No convincing proof that hangover remedies work, according to study
The team, which also assessed curcumin, the probiotic Duolac ProAP4 and artichoke extract among other hangover remedies, pointed to method limits or imprecise measurements that contributed to the low evidence quality.
This is despite some studies showing statistically significant improvements in hangover symptoms. The researchers also highlight no two studies report on the same hangover remedy and no results have been independently replicated.
“Hangover symptoms can cause significant distress and affect people’s employment and academic performance,” says lead author Dr. Emmert Roberts from the Institute of Psychiatry, Psychology & Neuroscience (IoPPN), King's College London.
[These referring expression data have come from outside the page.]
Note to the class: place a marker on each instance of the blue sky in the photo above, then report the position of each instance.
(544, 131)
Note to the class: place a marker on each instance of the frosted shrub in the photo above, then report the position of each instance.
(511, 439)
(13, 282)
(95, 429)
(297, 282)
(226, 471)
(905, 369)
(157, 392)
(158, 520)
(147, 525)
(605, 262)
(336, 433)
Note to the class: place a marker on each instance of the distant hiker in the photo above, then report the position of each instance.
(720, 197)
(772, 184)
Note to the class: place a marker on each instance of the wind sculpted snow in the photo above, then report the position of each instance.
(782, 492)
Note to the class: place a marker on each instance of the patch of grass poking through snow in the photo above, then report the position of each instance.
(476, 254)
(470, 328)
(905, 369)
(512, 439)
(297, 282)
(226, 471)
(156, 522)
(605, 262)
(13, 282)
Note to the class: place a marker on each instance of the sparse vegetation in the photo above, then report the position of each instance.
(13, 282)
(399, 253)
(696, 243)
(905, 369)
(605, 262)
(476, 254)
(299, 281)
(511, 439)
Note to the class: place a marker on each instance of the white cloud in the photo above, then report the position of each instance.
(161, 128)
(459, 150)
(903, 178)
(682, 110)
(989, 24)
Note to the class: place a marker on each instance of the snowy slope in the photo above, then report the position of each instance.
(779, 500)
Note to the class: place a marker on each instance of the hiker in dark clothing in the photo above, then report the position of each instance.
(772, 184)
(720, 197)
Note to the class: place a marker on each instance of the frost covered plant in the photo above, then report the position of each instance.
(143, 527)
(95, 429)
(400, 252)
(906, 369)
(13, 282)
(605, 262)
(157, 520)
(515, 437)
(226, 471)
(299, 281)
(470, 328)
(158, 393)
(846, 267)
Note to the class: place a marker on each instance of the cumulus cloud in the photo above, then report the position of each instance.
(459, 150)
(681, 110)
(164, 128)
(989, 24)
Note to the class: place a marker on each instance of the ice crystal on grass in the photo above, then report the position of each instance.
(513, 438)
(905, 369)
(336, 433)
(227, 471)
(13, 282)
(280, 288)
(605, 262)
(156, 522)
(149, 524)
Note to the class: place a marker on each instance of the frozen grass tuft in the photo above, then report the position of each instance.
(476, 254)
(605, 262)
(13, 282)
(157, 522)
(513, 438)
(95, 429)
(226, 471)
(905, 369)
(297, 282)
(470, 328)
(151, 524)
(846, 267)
“Given the continuing speculation in the media as to which hangover remedies work or not, the question around the effectiveness of substances that claim to treat or prevent a hangover appears to be one with considerable public interest.
“Our study has found that evidence on these hangover remedies is of very low quality and there is a need to provide more rigorous assessment.
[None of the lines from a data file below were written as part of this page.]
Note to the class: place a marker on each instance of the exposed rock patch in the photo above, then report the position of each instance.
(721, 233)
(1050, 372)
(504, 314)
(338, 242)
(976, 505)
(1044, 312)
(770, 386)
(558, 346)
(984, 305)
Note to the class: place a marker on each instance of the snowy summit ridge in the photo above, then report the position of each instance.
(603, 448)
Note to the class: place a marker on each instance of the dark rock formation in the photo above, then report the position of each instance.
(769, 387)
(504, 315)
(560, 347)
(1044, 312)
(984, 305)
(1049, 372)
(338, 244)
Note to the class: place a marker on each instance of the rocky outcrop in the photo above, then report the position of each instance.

“For now, the surest way of preventing hangover symptoms is to abstain from alcohol or drink in moderation.”
Full remedy list
The review, which appears in the journal Addiction and involves teams from King’s College London and South London and Maudsley NHS Foundation Trust, assessed 21 placebo-controlled randomised trials.
Of the 21 studies, eight were carried out on male participants only. The research team adds that the studies were generally limited in their reporting of the nature and timing of alcohol used to assess the hangover cures.
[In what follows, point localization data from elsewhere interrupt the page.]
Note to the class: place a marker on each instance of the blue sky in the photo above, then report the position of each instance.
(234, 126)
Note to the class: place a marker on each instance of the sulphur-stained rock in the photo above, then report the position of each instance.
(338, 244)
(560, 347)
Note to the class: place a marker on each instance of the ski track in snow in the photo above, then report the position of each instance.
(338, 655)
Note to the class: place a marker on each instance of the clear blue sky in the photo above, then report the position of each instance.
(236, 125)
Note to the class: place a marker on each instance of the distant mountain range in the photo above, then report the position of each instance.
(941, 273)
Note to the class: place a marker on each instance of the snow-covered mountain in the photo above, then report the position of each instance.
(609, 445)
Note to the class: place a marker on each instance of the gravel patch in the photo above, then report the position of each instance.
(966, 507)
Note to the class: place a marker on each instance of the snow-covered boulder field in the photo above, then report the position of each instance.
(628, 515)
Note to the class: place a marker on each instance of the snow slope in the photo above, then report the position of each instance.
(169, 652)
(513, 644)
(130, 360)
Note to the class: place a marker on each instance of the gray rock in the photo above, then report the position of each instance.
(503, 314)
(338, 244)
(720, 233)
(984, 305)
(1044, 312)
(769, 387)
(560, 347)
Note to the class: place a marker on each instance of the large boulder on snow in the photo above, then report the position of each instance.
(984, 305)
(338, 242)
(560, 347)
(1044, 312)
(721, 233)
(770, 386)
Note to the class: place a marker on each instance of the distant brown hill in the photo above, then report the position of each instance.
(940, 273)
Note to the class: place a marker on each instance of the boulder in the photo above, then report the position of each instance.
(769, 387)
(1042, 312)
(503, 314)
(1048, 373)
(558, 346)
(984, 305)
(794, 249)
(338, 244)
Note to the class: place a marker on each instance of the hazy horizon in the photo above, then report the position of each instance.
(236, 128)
In addition, there were notable differences in the type of alcohol consumed and whether it was alongside food.
The hangover remedy list in full includes curcumin, Duolac ProAP4 (probiotics), L-cysteine, N-Acetyl-L-Cysteine (NAC), Rapid Recovery (L-cysteine, thiamine, pyridoxine and ascorbic acid) and Loxoprofen (loxoprofen sodium).
Other remedies include SJP-001 (naproxen and fexofenadine), Phyllpro (Phyllanthus amarus), Clovinol (extract of clove buds), Hovenia dulcis Thunb. fruit extract (HDE), polysaccharide rich extract of acanthopanax (PEA) and red ginseng.
The team also include studies that looked at Korean pear juice, L-ornithine, prickly pear, artichoke extract, 'Morning-Fit' (dried yeast, thiamine nitrate, pyridoxine hydrochloride, and riboflavin), propranolol, tolfenamic acid, chlormethiazole, and Pyritinol.
Meta-analysis not possible
“Of the limited interventions studied in placebo-controlled randomised trials no two studies reported on the same intervention. As such meta-analysis was not possible,” the team points out.
“Whilst there was evidence of statistically significant improvements across a range of alcohol-induced hangover symptoms when comparing placebo to clove extract, tolfenamic acid, pyritinol, Hovenia dulcis fruit extract, L-cysteine, red ginseng and Korean pear juice, all evidence was of very low quality.
The team go on to comment that whilst several studies report a lack of clear evidence for an effect of their studied intervention when compared to placebo, these estimates were also of very low quality.
“There did not appear to be any concerns regarding tolerability of any studied intervention, although only seven of the included trials (35%) reported the frequency of either Adverse Events (AEs) or Severe Adverse Events (SAEs).”
Published online: https://doi.org/10.1111/add.15786
“The efficacy and tolerability of pharmacologically active interventions for alcohol-induced hangover symptomatology: A systematic review of the evidence from randomised placebo-controlled trials.”